Erde

Digitaler Alltag

Am Donnerstag wurde in Hannover die CeBIT eröffnet. Auf der weltgrößten Computermesse präsentieren rund 6.300 Aussteller aus 70 Ländern eine Woche lang den aktuellen Stand der digitalen Technik. Ein Trend sind kleinste Funkchips in Alltagsgegenständen.

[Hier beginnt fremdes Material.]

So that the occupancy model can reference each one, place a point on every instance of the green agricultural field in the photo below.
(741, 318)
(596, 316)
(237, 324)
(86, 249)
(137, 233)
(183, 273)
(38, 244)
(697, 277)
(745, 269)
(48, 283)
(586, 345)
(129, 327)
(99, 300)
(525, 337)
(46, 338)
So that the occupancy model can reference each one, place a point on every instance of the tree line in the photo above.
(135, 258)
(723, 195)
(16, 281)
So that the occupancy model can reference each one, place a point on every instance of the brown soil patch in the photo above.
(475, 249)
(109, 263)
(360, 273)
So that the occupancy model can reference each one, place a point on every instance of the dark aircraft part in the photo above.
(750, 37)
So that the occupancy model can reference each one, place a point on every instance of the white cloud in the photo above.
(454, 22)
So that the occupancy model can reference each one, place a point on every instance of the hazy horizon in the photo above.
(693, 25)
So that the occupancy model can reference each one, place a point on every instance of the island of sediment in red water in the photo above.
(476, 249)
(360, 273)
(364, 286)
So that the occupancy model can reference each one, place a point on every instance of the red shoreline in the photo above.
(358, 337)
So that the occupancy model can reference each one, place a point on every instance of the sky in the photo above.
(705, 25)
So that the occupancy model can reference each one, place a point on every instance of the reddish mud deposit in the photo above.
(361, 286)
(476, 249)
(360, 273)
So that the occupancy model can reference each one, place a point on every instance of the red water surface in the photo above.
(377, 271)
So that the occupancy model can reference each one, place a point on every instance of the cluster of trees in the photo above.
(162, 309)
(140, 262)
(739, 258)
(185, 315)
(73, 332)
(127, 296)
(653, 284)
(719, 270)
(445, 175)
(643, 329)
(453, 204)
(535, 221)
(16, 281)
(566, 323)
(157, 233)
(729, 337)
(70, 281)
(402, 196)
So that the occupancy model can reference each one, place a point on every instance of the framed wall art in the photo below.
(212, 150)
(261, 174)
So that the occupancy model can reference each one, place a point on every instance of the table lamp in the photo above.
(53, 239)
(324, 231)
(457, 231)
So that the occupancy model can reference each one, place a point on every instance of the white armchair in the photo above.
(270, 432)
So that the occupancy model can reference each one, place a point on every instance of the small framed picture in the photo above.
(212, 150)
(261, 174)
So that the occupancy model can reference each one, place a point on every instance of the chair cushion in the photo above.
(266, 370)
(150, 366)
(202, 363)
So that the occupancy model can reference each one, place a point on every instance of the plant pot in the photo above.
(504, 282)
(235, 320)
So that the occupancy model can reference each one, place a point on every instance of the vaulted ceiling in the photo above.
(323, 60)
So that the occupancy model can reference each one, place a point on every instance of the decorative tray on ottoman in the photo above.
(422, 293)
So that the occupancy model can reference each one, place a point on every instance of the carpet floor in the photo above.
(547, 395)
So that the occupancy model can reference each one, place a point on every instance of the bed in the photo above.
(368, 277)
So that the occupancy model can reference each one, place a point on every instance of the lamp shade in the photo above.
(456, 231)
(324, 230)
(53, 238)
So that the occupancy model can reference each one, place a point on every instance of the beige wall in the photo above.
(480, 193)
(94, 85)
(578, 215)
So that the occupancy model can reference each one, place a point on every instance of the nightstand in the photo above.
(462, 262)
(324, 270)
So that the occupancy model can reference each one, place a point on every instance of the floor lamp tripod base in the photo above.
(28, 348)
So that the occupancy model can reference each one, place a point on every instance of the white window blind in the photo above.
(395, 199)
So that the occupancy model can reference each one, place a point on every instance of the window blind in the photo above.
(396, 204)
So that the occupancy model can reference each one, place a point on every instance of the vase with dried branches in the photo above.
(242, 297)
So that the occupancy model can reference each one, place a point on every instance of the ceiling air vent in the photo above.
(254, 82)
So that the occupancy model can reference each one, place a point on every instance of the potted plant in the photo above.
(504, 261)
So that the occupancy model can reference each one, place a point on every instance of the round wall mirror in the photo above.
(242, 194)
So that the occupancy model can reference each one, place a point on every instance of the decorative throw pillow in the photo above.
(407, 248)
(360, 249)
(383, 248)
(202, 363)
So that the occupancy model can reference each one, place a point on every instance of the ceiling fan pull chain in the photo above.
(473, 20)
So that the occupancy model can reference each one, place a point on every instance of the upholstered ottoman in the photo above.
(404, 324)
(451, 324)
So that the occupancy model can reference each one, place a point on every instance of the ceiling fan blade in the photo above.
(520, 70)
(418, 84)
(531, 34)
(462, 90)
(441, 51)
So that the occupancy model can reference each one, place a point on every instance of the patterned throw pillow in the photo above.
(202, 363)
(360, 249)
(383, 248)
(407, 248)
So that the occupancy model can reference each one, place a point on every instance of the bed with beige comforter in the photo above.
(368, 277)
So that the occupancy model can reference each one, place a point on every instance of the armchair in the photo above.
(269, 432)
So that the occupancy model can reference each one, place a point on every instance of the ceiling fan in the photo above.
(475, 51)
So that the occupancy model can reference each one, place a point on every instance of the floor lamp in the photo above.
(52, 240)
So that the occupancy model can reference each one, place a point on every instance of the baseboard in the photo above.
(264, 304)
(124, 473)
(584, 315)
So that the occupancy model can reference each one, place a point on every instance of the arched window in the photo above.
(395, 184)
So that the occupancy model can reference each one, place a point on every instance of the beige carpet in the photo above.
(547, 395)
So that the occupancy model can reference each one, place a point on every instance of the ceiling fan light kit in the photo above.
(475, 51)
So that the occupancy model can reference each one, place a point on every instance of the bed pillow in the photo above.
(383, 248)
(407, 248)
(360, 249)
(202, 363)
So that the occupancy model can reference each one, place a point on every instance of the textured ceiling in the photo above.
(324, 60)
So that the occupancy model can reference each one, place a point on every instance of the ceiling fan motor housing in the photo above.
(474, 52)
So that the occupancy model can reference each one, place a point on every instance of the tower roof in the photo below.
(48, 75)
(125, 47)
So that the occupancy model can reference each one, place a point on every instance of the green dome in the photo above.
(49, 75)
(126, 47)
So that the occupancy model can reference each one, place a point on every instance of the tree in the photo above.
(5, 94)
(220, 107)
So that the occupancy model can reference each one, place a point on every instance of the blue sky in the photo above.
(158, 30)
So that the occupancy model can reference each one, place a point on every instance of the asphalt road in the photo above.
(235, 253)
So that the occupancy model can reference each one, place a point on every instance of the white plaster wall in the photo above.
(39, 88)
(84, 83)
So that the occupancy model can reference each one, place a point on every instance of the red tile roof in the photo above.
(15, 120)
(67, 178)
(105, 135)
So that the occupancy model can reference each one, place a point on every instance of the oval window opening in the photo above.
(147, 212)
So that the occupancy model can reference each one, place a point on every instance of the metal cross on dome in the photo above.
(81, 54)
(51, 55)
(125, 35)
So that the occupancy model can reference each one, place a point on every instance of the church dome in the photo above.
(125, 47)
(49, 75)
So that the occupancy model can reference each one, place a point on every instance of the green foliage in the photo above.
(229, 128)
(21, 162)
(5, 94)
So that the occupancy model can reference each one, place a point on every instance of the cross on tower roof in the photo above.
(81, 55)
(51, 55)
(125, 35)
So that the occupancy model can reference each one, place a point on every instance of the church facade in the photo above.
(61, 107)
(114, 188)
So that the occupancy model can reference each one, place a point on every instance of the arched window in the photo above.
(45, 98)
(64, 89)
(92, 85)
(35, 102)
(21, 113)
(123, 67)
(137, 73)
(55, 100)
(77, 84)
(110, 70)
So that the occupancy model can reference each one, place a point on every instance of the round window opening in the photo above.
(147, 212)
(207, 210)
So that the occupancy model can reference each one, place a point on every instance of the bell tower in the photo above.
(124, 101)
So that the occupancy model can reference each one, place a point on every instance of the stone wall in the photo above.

Die so genannten RFID-Etiketten oder "Smart Labels" stecken heute schon in den Tickets zur Fußball-WM 2006. Idee der Radio- Frequenz- Identifikation (RFID) ist es, alle möglichen Objekte von fern über Funk zu identifizieren, so dass man immer weiß, wo sie gerade sind. In zehn bis 15 Jahren sollen Waren im Supermarkt, Bücher, Dokumente oder Patienten in Krankenhäusern mit den hauchdünnen Chips ausgestattet sein. Langfristig sollen die Chips sogar miteinander Daten austauschen. Datenschützer fürchten, mit RFID stehe der "gläserne Kunde" vor der Tür. Der Einzelne könne nicht kontrollieren, wer mit Hilfe der Chips welche Informationen über ihn sammelt.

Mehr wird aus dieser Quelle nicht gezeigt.